Mary Moffat (1795-1871) was the wife of Robert Moffat, the missionary for the London Missionary Society who established a mission center at Kuruman in southern Africa. Their daughter married David Livingstone. In 1816, Robert Moffat was ordained and accepted as a missionary by the London Missionary Society (LMS). The previous year, while working as a gardener, Moffat had proposed to Mary Smith, the daughter of his employer. Both young people were 20. Like Robert, Mary had attended a missionary meeting earlier in her life, and she shared his interest in missionary work. Initially, her parents objected to the match because they feared they would never see her again if she went overseas as a missionary wife. For a number of years, Robert Moffat worked as an itinerant preacher in the Cape Colony. On December 27, 1819, after waiting two years for her parents to agree to the match, Moffat married Mary Smith in Cape Town. In 1820, he was appointed to evangelize among the Twsana at the Kuruman mission station. Taking his new wife with him, Moffat moved to take up his new position, arriving after a long and exhausting journey of several months. Kuruman, the most northerly LMS mission station, was situated on the edge of the Kalahari desert, so the soil was sandy and the area was frequently short of water. Although Kuruman would eventually become a major center of missionary activity, when the Moffats arrived the mission had barely begun. In order to survive, Robert Moffat needed to be a hunter, farmer, builder, and carpenter in an unstable frontier area, where struggles over land, labor, cattle, and water between competing groups were endemic. Mary Moffat struggled alongside him, raising her growing family. On December 18, 1828, pregnant with her fourth child and feeling unwell and fearful that she might die in childbirth, Mary wrote to a friend (Mrs. Wrigley) expressing her concern that she would leave “a beloved partner with 3 or 4 small children in the midst of barbarians without a civilized female . . .to keep up a civilized establishment in the midst of barbarians is attended with much care and labour on our parts.” Like other missionary wives, Mary Moffat was expected to create a domestic space, in keeping with evangelical values of domestic femininity. Robert Moffat retired from missionary service in 1870 and the couple returned to England. Mary Moffat died the following year in January.
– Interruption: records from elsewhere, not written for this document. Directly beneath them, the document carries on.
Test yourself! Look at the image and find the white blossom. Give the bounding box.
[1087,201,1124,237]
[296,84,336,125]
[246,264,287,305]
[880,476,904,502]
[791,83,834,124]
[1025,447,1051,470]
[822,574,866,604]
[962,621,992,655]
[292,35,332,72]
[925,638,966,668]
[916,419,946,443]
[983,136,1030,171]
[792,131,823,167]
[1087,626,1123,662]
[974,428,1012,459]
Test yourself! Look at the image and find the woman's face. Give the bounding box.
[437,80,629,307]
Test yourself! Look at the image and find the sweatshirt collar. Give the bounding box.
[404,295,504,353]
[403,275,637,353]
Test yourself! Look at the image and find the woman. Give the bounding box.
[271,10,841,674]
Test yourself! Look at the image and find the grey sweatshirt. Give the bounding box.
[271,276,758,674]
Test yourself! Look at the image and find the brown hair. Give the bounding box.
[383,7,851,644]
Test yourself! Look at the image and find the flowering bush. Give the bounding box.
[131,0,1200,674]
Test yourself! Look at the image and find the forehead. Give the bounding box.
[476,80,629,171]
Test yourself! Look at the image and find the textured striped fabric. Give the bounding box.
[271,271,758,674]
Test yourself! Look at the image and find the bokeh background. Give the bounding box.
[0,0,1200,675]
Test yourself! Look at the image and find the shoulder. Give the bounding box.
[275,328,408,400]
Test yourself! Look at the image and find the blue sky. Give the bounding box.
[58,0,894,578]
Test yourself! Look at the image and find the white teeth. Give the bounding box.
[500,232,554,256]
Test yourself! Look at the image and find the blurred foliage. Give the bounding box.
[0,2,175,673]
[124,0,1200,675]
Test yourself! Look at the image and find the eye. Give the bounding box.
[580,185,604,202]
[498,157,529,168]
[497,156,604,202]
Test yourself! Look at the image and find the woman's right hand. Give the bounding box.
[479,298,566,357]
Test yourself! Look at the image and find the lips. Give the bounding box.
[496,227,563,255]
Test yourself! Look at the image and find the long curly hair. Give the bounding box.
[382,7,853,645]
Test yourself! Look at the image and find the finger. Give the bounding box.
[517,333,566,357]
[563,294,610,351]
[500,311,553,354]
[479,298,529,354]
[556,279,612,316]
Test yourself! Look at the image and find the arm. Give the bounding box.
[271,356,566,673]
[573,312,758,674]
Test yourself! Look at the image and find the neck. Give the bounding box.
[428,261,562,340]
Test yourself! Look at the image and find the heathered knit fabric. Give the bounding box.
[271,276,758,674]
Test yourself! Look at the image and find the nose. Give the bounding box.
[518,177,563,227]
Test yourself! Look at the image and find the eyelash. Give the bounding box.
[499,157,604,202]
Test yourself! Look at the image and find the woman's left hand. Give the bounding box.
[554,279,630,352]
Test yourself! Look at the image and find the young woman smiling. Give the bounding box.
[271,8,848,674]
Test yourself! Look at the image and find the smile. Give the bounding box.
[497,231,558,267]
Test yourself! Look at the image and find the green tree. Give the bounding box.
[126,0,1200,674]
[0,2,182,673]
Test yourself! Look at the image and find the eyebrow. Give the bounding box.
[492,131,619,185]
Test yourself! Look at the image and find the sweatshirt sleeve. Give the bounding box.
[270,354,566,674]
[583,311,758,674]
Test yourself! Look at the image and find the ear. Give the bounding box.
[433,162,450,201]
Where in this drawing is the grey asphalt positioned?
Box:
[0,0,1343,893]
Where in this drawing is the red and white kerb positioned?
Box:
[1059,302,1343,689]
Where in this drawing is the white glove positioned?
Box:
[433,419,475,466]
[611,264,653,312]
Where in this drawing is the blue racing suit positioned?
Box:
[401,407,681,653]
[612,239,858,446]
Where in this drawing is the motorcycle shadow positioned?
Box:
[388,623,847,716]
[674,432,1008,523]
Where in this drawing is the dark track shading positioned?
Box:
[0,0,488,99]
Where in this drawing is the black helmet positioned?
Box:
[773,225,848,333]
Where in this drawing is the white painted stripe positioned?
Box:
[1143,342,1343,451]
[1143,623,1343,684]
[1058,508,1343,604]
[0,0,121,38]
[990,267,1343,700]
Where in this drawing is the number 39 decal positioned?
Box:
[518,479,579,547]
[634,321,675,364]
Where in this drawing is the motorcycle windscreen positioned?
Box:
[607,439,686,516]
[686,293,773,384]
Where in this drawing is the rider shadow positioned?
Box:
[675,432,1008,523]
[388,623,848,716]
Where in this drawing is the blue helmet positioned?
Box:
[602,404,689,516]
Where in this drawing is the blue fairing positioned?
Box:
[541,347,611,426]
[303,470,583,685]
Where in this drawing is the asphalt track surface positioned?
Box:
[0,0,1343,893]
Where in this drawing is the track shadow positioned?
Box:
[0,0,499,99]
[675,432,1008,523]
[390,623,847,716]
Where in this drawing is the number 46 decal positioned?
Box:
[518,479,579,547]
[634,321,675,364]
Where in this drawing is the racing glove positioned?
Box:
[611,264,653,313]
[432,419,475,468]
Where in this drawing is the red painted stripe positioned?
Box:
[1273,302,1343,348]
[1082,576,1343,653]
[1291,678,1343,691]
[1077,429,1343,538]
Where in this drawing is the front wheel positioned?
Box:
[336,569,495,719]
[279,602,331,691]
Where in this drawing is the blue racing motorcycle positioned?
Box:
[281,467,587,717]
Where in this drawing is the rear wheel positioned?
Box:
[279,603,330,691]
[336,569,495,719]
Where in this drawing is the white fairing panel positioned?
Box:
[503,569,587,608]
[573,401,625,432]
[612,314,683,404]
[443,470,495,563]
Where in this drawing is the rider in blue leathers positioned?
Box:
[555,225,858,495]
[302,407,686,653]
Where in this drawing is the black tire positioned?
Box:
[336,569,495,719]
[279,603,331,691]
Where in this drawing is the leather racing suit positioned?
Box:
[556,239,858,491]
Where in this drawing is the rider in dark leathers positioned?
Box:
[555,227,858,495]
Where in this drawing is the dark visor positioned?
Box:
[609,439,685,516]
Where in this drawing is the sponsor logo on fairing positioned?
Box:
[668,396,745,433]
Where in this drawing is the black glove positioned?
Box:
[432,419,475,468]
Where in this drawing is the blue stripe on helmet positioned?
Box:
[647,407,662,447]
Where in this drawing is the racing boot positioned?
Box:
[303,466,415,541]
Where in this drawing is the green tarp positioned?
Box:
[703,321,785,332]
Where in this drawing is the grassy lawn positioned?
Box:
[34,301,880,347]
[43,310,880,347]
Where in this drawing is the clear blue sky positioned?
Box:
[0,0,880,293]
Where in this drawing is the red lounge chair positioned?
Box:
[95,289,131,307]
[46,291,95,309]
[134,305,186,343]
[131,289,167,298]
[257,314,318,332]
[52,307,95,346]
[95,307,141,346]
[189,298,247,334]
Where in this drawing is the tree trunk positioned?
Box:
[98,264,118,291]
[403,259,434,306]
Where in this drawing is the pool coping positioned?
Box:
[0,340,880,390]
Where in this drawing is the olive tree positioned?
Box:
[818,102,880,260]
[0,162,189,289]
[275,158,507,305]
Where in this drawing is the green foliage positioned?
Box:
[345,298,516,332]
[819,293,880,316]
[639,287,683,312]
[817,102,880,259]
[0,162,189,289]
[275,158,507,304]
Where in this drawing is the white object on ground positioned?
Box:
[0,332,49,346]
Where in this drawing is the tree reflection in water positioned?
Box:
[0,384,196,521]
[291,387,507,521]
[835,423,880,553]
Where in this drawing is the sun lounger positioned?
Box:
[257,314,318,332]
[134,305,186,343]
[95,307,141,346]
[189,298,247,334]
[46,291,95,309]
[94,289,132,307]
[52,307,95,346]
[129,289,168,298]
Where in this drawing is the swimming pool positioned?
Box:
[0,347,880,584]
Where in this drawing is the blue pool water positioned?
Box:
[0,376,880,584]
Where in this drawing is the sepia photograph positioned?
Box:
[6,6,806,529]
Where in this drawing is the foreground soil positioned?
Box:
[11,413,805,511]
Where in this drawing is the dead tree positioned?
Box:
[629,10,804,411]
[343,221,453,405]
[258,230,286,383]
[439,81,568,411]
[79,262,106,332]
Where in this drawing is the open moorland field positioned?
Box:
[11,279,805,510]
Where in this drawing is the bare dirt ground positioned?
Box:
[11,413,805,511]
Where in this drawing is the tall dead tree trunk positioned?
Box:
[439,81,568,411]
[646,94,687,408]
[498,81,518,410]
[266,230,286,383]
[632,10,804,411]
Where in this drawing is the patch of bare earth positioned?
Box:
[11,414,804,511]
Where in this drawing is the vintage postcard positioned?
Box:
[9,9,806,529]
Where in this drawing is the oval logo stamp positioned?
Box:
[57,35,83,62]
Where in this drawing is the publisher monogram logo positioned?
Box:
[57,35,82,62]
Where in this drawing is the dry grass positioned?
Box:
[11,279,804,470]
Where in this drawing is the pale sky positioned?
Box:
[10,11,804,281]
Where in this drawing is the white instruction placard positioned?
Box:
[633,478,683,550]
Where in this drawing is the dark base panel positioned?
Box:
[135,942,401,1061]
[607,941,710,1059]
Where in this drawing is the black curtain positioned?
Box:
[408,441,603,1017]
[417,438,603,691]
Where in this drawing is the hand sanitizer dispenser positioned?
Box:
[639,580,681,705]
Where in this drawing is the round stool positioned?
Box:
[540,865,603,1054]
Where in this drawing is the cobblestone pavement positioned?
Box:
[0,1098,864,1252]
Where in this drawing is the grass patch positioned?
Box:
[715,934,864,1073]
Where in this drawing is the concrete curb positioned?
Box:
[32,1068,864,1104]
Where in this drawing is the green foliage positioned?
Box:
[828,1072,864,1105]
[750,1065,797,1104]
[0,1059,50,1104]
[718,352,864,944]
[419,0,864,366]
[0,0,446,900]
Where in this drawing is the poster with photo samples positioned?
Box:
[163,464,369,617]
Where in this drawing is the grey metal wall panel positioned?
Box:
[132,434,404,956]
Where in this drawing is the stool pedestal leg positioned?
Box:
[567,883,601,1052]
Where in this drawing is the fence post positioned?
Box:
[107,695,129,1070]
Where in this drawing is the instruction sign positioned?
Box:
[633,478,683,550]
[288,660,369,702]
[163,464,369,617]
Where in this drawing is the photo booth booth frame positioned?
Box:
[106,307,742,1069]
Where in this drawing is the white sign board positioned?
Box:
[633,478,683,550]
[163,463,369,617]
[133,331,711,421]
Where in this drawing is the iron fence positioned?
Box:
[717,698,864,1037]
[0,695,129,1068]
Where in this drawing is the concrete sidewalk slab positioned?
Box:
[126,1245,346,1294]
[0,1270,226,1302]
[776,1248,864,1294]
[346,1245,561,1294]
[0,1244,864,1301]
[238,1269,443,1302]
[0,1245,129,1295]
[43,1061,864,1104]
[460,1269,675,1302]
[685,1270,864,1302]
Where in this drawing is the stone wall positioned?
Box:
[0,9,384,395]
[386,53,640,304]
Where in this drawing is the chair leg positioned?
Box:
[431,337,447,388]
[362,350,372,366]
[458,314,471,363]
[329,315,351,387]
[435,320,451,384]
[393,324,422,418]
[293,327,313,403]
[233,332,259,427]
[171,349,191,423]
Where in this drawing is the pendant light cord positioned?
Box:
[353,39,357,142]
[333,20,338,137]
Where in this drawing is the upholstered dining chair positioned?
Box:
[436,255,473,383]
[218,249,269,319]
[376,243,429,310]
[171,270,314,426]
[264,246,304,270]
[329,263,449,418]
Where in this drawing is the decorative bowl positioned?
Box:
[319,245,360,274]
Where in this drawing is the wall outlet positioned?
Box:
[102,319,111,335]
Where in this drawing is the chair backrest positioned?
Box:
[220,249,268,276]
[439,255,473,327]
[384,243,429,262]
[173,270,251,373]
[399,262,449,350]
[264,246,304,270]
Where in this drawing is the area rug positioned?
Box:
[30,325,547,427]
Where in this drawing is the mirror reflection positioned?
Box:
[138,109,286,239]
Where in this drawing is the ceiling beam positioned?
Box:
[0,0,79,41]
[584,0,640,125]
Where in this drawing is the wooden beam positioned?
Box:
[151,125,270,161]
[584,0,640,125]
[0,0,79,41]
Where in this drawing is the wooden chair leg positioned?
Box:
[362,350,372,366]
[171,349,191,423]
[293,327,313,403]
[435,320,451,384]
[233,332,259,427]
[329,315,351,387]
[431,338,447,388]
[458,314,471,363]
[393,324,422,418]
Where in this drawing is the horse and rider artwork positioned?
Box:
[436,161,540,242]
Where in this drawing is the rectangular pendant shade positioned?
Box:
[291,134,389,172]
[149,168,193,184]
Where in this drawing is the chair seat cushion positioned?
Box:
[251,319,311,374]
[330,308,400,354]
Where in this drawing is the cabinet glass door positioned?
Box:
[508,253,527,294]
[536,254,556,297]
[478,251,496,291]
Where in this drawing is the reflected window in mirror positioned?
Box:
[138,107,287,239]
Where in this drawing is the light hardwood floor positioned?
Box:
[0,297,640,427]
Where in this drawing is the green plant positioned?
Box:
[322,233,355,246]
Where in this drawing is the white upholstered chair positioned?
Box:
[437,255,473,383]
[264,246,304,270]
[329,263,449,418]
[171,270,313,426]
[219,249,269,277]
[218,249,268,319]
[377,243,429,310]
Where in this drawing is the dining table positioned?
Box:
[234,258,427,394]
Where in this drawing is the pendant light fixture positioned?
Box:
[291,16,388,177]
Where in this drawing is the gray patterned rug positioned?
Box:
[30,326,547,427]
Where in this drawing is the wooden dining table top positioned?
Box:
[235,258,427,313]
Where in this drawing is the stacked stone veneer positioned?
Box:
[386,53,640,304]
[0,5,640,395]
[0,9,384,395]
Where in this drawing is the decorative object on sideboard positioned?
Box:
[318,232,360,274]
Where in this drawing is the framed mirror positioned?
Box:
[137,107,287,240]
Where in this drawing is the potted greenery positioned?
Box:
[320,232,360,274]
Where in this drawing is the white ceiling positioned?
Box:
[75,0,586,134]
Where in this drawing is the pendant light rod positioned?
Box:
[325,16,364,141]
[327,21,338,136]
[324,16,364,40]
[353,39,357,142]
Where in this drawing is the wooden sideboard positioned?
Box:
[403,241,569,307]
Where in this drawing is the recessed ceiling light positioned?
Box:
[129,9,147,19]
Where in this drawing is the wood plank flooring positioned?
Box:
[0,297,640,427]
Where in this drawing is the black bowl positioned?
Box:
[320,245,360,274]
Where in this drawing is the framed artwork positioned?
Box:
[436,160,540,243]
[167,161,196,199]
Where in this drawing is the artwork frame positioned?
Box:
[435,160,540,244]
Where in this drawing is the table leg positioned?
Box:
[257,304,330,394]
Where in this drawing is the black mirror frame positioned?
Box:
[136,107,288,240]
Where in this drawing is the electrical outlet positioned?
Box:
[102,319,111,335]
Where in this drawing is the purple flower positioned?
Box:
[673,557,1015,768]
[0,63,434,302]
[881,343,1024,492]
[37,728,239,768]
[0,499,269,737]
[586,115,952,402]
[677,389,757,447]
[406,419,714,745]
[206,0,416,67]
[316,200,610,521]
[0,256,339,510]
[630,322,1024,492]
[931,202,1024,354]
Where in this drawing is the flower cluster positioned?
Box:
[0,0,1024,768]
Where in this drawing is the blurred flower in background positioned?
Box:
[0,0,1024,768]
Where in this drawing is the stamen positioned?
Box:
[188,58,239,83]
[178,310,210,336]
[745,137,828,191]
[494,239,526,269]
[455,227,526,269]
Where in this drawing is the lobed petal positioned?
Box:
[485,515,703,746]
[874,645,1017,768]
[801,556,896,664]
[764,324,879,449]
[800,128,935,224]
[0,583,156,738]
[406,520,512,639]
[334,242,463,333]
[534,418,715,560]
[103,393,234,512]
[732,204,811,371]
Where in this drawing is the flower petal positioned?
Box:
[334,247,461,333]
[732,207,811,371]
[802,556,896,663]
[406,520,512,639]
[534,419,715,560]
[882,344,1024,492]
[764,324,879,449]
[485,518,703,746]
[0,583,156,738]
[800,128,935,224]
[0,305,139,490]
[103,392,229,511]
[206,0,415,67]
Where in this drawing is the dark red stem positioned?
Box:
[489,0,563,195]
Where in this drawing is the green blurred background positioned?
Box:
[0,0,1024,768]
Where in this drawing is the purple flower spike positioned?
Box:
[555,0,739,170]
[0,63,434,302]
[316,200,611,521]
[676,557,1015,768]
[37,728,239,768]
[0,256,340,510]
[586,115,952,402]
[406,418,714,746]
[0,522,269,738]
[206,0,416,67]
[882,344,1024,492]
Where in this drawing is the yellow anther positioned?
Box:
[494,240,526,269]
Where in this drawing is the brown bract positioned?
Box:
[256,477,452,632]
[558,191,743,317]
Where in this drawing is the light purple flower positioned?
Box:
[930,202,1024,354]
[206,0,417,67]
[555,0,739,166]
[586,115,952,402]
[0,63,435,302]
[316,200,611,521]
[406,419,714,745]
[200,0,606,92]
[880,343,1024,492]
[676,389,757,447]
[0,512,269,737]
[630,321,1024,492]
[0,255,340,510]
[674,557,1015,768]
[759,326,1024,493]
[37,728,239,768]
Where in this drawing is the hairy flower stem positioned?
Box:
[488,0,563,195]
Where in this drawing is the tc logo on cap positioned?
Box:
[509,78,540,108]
Source: Letter from Mary Moffat to James Smith dated 30 December, 1828, in Schapera, I. Apprenticeship at Kuruman. London: Chatto and Windus, 1951. (OR, Rhodes House, Mss. Afr. t. 46.?)


“Robert has been enabled to proceed in the work of translation. He is now going on with a little work of the Rev. W. Brown, entitled ‘A Selection of Scripture Passages’; it is very tedious, but he thinks it will be very useful in the school, as well as for public reading. The scholars are making tolerable progress, and the attendance on public worship is very good. A chapel must soon be built, Mr. Hughes dwelling house being much too small. The singing goes on charmingly, and to hear many of them repeat the catechism, with copious extracts from scripture, is very gratifying. The fixed and serious attention of some of them to the preacher induces us to hope that the Spirit is at work in their hearts. We have at present a candidate for baptism, who, may prove the beginning of a Christian church among them. It is Arend, of whom you have heard formerly, a slave who ran away and sojourned many years in the interior, has some years ago purchased his own freedom with ivory, has since lived near the station, and has lately seen the necessity of a decided profession. He is an industrious pushing man, and we have reason to believe that he will be a good example, and that ere long there will be some of our poor people included also to come out and be separate. The temporal affairs of the station are very prosperous. Civilization is advancing. Nearly all our poor people have reaped good crops of wheat from their little gardens, and have now sown maize, which will have time to ripen before the first frost comes, if the locusts do not destroy them. They also grow much tobacco, which they exchange for cattle. Our own gardens are becoming beautiful. The fruit which is just ripening is very abundant; indeed, I am astonished to see what the willing earth yields in so short a time.”